Sunday, September 04, 2011

Buddhism and Jainism in South India - 8

I am writing this post by considering non-violence as the core concept of Buddhism and Jinaism. Sometime back I read a 9th century Kannada Jain work 'Vaddaradhane' (Filial Piety). What really struck me was the kind of barbaric death that the people had to experience to attain Nirvana. Some were killed by wild beasts in a revolting fashion or some were killed in grotesque accidents (sucked into a machine and cut into pieces).

These interpretations of non-violence or violence directed inwards ( and Gandhi was inspired by this and not by Jesus... where he merely found his backing) makes me think that  Buddhism and Jinaism were completely misinterpreted schools of thoughts when it comes to non-violence.

The way to understand the non-violence aspect of Buddhism and Jinaism is to look at the background of people who espoused these two religions. They all came from warrior classes. For these people, violence was a way of life. It's the truth. So, it makes sense for thinkers among them to delve into non-violence. I guess this is the same reason Stoicism looks good on Marcus Aurelius and not on me, a self-styled stoic. I never had power.

But does that justify the kind of inwardly directed violence that these Jain texts extol as a way to Nirvana? I suppose these thoughts infested Jinaism after it was taken over by non-warrior classes. These classes have blindly taken up non-violence and have taken it to the extreme. Since violence of battles or wars was never part of their life, they felt the need to direct violence against themselves so as to give validity to their non-violent way of life.


How can non-warrior classes then apply Buddhism or Jinaism to their life? I suppose they need to look into their way of life and humanize it. Let us consider a merchant. Should he be disgusted with money making (I suppose few Jains renounce wealth at some point in their life as a meaningless thing) or money making through dubious means?

Let's consider a warrior in this case. Should he be ashamed of defending his country? I think not. I would think he should be if he is attacking other countries out of greed thus being responsible for too much grief. The famous story of Ashoka has found this situation as a true reason to embrace the idea of non-violence.

Logically,  a merchant, for whom non-violence is a way of life, should make the dichotomy between money making through dubious means and money making through straight means if he follows Buddhism or Jinaism.
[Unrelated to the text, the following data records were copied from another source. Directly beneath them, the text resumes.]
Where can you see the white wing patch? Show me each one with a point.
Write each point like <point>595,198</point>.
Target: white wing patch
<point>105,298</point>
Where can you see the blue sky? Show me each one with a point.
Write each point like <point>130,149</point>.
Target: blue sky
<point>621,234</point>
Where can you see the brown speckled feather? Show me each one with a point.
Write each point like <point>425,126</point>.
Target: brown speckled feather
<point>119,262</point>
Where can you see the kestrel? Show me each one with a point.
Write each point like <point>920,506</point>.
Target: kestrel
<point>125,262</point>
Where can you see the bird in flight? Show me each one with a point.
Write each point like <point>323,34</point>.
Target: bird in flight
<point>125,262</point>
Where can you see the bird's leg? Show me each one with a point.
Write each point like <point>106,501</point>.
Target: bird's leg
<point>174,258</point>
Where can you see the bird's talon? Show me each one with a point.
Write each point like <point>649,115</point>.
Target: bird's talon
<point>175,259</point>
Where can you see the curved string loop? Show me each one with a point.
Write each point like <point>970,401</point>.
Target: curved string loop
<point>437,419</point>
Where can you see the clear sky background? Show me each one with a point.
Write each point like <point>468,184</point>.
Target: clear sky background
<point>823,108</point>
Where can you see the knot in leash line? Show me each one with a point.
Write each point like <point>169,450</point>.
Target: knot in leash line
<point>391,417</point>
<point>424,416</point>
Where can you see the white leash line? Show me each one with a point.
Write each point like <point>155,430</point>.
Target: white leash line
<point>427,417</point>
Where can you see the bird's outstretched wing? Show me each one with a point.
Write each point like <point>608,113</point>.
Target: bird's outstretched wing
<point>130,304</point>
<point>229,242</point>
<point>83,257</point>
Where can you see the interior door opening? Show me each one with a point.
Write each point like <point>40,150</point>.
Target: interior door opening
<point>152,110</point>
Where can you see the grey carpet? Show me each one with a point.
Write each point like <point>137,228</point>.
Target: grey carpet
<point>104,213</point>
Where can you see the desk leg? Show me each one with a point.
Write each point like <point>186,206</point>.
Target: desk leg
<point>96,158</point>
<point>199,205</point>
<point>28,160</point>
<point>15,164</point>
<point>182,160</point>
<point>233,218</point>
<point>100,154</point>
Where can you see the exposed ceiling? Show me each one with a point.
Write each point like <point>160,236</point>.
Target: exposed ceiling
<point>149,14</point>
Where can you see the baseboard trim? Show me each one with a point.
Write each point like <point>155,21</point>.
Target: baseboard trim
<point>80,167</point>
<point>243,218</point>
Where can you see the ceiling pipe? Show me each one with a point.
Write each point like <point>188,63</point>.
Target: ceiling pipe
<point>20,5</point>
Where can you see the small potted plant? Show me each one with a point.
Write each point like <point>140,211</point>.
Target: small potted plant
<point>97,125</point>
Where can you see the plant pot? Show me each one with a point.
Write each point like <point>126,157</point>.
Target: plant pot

But India's past history doesn't give any such ideas. At present, these religions are just fads.

2 comments:

anilkurup said...

Umm quite difficult to comment on the subject you raised. Limited knowledge!

I read William Dalrymple's "Nine Lives". The chapter on the young Jain ascetic woman was revolting. How a person gets fascinated by ,I would say outlandish philosophy and concept of Nirvana.
Live ones life with the least hardship to others and if possible with no bother to others, and enjoy ones life at the same time. That is nirvana we can feel, and know. Not the mirage people are after through self abasement.

manju said...

It would be helpful if people found it 'bad' explain why and people who thought it's a 'googly' ask what.